La limitación más importante del presente estudio es la falta de un grupo control de mu­jeres con un trastorno mental en tratamiento en nuestra unidad y que no hayan realizado la intervención grupal. Además, también sería necesario un seguimiento longitudinal del vín­culo entre las madres y bebés participantes en el grupo para poder evaluar el mantenimiento de las mejoras observadas tras el tratamiento. Otra limitación del estudio está relacionada con la clasificación de los trastornos del vín­culo únicamente en base a la puntuación en el PBQ. Sería necesaria una entrevista clínica para poder comprobar que esa puntuación se corresponde con el tipo de trastorno valorado a través del cuestionario y evitar así una inade­cuada clasificación de los casos.

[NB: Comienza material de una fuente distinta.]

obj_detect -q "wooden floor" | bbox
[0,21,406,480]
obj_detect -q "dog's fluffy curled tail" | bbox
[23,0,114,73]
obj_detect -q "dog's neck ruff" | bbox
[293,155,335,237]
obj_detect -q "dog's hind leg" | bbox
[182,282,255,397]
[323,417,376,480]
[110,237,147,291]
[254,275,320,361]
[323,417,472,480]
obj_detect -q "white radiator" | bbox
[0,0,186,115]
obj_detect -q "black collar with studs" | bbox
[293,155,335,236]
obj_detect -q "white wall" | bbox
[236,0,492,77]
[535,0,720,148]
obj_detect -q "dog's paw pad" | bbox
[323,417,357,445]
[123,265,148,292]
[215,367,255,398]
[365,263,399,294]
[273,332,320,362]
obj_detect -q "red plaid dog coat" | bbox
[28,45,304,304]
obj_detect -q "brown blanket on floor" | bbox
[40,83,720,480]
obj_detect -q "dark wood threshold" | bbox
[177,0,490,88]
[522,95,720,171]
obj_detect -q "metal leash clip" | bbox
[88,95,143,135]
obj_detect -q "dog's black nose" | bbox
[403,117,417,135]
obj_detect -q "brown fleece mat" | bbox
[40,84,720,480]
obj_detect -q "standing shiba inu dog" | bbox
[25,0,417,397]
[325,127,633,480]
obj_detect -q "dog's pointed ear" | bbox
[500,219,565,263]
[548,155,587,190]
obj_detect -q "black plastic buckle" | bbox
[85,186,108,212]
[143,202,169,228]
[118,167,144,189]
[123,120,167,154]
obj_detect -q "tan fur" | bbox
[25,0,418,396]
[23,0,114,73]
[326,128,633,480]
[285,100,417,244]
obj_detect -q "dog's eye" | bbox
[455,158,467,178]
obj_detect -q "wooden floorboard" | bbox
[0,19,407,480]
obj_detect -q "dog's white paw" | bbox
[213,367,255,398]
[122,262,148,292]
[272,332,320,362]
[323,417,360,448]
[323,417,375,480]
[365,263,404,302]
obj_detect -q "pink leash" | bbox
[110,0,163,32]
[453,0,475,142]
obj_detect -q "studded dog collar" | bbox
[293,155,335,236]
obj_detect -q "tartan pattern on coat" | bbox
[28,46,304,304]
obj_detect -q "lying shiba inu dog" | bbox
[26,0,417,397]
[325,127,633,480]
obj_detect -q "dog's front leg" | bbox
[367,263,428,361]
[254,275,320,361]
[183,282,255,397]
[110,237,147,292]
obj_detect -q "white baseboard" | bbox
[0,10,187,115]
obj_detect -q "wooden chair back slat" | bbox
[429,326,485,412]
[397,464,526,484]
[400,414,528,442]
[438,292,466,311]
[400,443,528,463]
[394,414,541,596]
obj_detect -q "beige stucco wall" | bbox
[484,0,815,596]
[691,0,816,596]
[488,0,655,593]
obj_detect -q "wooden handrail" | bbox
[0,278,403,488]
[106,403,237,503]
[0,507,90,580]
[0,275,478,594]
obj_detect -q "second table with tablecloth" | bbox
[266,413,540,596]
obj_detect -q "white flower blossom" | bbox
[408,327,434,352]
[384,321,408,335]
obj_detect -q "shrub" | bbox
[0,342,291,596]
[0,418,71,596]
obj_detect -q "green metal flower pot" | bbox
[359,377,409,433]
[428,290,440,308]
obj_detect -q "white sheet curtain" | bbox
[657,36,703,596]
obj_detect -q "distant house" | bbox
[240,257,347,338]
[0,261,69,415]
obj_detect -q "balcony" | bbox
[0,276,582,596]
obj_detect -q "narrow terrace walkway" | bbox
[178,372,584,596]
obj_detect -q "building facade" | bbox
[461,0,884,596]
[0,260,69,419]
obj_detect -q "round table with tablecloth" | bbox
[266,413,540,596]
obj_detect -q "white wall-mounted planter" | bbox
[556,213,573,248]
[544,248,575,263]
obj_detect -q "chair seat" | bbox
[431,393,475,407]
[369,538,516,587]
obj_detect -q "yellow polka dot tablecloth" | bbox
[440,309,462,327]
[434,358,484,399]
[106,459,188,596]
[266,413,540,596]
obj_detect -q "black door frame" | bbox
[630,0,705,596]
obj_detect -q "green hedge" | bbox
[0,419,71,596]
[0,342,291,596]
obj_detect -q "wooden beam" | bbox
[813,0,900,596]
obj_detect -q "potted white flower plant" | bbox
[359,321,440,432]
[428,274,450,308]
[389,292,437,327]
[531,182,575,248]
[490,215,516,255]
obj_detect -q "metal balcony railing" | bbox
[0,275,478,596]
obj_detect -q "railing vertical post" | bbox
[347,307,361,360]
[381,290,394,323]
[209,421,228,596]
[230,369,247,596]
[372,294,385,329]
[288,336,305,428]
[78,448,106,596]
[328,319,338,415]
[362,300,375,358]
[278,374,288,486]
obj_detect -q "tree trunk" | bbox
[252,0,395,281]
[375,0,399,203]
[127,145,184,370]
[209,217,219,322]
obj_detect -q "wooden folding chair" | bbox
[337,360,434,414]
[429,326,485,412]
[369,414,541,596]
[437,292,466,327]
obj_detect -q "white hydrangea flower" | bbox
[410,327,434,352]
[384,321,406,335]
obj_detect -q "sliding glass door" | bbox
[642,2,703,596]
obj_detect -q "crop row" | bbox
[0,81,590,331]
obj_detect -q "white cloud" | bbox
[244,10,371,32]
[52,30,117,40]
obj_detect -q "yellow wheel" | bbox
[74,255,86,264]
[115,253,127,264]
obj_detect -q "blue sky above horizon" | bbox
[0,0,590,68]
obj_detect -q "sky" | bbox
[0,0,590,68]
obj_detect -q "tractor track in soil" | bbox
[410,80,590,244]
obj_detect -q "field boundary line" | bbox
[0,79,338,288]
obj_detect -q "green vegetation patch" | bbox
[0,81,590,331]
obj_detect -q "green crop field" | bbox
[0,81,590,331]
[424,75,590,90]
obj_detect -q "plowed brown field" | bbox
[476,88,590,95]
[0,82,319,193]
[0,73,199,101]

En resumen, el presente estudio muestra cómo una intervención grupal centrada en el vínculo madre-bebé repercute en una mejoría de la conducta y los sentimientos maternos, así como la interacción entre ambos y la disminu­ción de los trastornos del vínculo existentes. Esto, además, se da a pesar de que en ese pe­riodo la sintomatología depresiva y ansiosa de la madre no ha cambiado significativamente. Estos resultados apoyan los estudios que su­gieren que en el periodo postparto únicamen­te la atención a la psicopatología materna no es suficiente (Forman et al., 2007; Nylen et al., 2006). Es necesario atender al bebé y al víncu­lo entre ambos para que la madre pueda desa­rrollar sus capacidades de cuidado maternal y sus sentimientos maternos de forma óptima, al margen del trastorno mental que sufra. Ade­más, esto se debería hacer lo antes posible, ya que los primeros meses de vida son cruciales para el establecimiento del vínculo madre-be­bé y el desarrollo posterior del apego infantil.

Trabajos como este ponen en relieve la im­portancia del periodo perinatal en la vida de las mujeres y sus bebés, y cómo una intervención adecuada y temprana puede mejorar aspectos tan cruciales para la salud mental de la persona a lo largo de su vida, como son el vínculo ma­terno y el apego infantil. Se debería seguir tra­bajando para conseguir que todas las mujeres con algún problema de salud mental perinatal fueran atendidas por una unidad especializa­da, donde se contemple la mejoría de su psi­copatología, así como la atención al bebé y la mejoría del vínculo madre-bebé para prevenir problemas en el neurodesarrollo y en la salud mental de ese bebé.